In 2011, the Noel Canning company, which bottles soft drinks in Yakima, Wash., was negotiating a labor contract with Teamsters Local 760. The union says it and the company reached a verbal agreement. The company disagrees. An administrative law judge sided with the union. On Feb. 8, after Obama’s disputed appointments, the NLRB upheld that decision and asked a federal court to enforce it. Noel Canning is asking the court to declare that the NLRB’s intervention in the dispute was unlawful because the board lacked a quorum until Obama made the recess appointments, which were invalid because the Senate was not in recess.
In support of the company, Senate Republican Leader Mitch McConnell and 41 members of his caucus have filed a brief arguing that the recess appointments “eviscerated” two of the Senate’s constitutional powers — to “determine the rules of its proceedings” and to reject presidential appointments.
The Recess Clause says the president’s power extends only to vacancies that “happen” while the Senate is in recess. This does not describe the NLRB vacancies — or many vacancies filled by recess appointments by many presidents since George Washington made the first ones in 1789. It does, however, describe the problem the Framers addressed: Until the Civil War, travel was slow and arduous, so Senate sessions usually lasted only three to six months. The Framers wrote the Recess Clause to give presidents very limited authority to fill important posts, while preserving the Senate’s absolute veto over presidential nominations.
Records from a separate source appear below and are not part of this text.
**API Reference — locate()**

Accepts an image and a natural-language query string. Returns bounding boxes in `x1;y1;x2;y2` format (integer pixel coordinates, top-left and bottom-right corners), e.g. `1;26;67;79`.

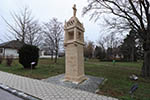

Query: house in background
0;40;23;58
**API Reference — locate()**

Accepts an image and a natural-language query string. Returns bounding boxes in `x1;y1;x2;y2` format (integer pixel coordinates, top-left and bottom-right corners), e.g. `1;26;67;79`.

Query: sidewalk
0;71;117;100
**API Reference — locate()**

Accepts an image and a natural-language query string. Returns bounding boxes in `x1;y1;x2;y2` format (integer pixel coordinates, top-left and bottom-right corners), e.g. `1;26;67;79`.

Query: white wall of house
4;48;19;58
40;51;58;58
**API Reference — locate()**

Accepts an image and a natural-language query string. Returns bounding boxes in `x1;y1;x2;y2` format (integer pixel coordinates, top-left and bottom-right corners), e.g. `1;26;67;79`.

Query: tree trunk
142;50;150;77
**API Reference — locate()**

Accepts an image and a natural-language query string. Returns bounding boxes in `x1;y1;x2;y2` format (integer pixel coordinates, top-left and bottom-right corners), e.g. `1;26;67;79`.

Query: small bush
19;44;39;69
0;55;3;64
6;55;14;66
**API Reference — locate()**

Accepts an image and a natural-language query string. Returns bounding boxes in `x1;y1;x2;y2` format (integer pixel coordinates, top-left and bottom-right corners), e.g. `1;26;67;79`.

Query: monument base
63;75;87;84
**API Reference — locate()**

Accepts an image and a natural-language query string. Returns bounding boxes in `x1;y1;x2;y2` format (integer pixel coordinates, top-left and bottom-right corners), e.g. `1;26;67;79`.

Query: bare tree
44;18;63;63
3;7;42;46
3;8;33;43
25;21;43;46
83;0;150;77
For more than a century, it was generally accepted that recess appointments could fill only vacancies that occurred between sessions, not in recesses during sessions. Of late, however, presidents of both parties have made many recess appointments during short adjournments — as short as 10 days. To limit this, both parties when controlling Congress have adopted the practice of conducting pro forma sessions so the Senate is not in recess even while most senators are away.
It was holding such sessions every three days when Obama abandoned the settled policy of presidents respecting this practice. He treated the Senate’s unwillingness to act on his NLRB nominations as an inability to act, and said this inability constituted a de facto recess. He disregarded the Senate’s express determinations on Jan. 3 and 6 that it was in session. And the fact that twice in 2011 the Senate, while in such pro forma sessions, passed legislation, once at Obama’s urging.